In the period June 8-10, 2020, the International Center for Mathematical Sciences – Sofia at the Institute of Mathematics and Informatics of the Bulgarian Academy of Sciences is organizing a workshop on birational geometry. The goal of this workshop is to discuss recent advances in the field.
The workshop is supported by the Simons Collaborative Grant – HMS, NRU HSE, RF government grant, ag. 14.641.31.000, Simons Principle Investigator Grant, Bulgarian National Scientific Program “VIHREN”, Project № KP-06-DV-7.
The main speakers will be Yuri Tschinkel (Courant Institute, New York University and Simons foundation, USA), Ivan Cheltsov (University of Edinburgh, UK), Yu-Wei Fan (University of California, Berkeley) and Ludmil Katzarkov (University of Miami, USA; Institute of Mathematics and Informatics at the Bulgarian Academy of Sciences; National Research University Higher School of Economics, Russian Federation).
They will give lectures on the following topics:
Prof. Yuri Tschinkel: Rational points on algebraic varieties
Abstract: I will discuss the main results and open problems concerning the arithmetic of curves, surfaces, and threefolds. Among the topics: classification schemes, rationality problems, arithmetic invariants, existence and distribution of rational and integral points, analytic techniques in Diophantine geometry.
Prof.

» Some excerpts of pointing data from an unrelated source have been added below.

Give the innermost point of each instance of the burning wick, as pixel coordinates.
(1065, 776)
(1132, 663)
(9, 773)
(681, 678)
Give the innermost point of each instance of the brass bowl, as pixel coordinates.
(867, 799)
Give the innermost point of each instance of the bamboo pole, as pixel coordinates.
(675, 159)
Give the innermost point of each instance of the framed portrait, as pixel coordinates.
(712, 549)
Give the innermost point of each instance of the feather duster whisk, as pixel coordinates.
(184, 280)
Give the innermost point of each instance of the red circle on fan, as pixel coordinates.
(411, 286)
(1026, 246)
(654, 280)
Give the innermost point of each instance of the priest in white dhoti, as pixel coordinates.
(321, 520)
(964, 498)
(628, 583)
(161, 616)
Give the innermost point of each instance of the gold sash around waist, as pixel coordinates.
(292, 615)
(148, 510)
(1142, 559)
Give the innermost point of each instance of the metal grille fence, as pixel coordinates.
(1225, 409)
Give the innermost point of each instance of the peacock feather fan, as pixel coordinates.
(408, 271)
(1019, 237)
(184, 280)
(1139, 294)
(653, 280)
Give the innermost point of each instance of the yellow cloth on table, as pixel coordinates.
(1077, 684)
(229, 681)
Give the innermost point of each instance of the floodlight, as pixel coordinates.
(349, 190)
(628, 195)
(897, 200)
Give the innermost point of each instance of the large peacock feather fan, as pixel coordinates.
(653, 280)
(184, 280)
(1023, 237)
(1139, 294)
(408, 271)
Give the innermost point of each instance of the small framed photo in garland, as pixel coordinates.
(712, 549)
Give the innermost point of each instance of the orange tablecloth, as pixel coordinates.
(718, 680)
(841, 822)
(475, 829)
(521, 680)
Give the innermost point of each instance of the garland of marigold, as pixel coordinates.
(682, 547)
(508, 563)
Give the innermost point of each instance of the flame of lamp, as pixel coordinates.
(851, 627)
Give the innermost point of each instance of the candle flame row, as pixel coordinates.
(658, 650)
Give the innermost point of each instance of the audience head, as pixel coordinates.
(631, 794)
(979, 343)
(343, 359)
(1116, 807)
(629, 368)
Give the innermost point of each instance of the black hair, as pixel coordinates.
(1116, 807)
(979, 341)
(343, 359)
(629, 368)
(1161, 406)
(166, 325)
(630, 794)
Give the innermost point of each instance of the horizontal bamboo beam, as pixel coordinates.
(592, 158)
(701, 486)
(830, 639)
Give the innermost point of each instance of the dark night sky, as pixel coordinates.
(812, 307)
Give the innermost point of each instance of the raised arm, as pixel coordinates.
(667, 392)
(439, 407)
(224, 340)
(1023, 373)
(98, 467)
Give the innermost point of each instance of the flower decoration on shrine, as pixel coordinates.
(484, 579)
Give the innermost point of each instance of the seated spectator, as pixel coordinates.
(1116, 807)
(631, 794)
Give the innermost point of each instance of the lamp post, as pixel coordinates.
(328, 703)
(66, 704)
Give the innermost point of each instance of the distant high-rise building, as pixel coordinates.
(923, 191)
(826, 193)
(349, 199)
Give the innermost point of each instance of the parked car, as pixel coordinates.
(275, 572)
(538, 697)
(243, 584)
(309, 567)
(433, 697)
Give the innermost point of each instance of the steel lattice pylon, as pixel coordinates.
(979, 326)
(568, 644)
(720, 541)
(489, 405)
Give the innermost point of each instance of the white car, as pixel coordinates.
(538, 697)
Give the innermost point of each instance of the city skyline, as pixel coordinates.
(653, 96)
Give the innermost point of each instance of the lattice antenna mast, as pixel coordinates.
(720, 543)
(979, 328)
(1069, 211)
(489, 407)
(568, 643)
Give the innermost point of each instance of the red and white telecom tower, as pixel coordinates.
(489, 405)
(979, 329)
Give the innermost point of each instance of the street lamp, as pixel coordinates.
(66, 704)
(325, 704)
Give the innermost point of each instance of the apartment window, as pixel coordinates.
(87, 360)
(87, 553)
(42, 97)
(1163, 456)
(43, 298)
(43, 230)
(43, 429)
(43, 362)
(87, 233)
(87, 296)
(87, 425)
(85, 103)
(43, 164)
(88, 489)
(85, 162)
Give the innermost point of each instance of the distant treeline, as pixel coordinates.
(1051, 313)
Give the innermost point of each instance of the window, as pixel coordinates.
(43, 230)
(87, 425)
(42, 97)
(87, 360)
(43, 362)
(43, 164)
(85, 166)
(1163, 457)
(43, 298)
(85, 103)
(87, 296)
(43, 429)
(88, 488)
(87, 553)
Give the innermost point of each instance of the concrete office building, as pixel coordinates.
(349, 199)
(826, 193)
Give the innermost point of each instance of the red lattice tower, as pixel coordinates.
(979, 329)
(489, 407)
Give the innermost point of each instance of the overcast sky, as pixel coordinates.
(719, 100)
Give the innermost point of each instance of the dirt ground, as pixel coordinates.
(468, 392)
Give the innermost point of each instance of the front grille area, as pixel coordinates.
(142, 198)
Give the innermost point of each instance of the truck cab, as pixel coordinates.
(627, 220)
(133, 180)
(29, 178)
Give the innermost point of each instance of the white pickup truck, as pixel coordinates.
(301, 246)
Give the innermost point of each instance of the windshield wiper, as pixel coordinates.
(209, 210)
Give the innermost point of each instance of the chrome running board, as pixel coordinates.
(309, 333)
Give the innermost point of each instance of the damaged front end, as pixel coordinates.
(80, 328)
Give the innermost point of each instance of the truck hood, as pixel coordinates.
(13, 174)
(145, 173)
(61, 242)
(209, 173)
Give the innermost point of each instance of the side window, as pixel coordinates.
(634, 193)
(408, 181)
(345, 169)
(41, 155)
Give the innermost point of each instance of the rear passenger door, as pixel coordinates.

Ivan Cheltsov: K-Stability of Fano Varieties
Abstract: A smooth Fano manifold admits a Kähler-Einstein metric if and only if it is K- polystability (K-stability if the automorphism group is finite). The goal of this course is to explain how to prove and disprove K-polystability and K-stability using basic tools of birational geometry. The course will be focused on smooth del Pezzo surfaces (two-dimensional Fano manifolds) and smooth Fano threefolds (three-dimensional Fano manifolds). In two-dimensional cases, the problem is completely solved by Tian. But the problem is very far from being solved for threefolds. We will give a short proof of Tian’s theorem and discuss in details several three-dimensional examples.
Lecture 1: Birational definition of K-stability. Alpha-invariant, beta-invariant, delta-invariant. K-stability of smooth del Pezzo surfaces.
Lecture 2: Computing alpha-invariants of some smooth Fano threefolds to prove K-stability. Using beta-invariant to prove K-instability.
Prof. Yu-Wei Fan: New rational cubic fourfolds arising from Cremona transformations
Abstract: It is conjectured that two cubic fourfolds are birational if their associated K3 categories are equivalent. We prove this conjecture for very general cubic fourfolds of discriminant 20, where the birational maps are produced via certain Cremona transformations defined by Veronese surfaces. Using these birational maps, we find new rational cubic fourfolds.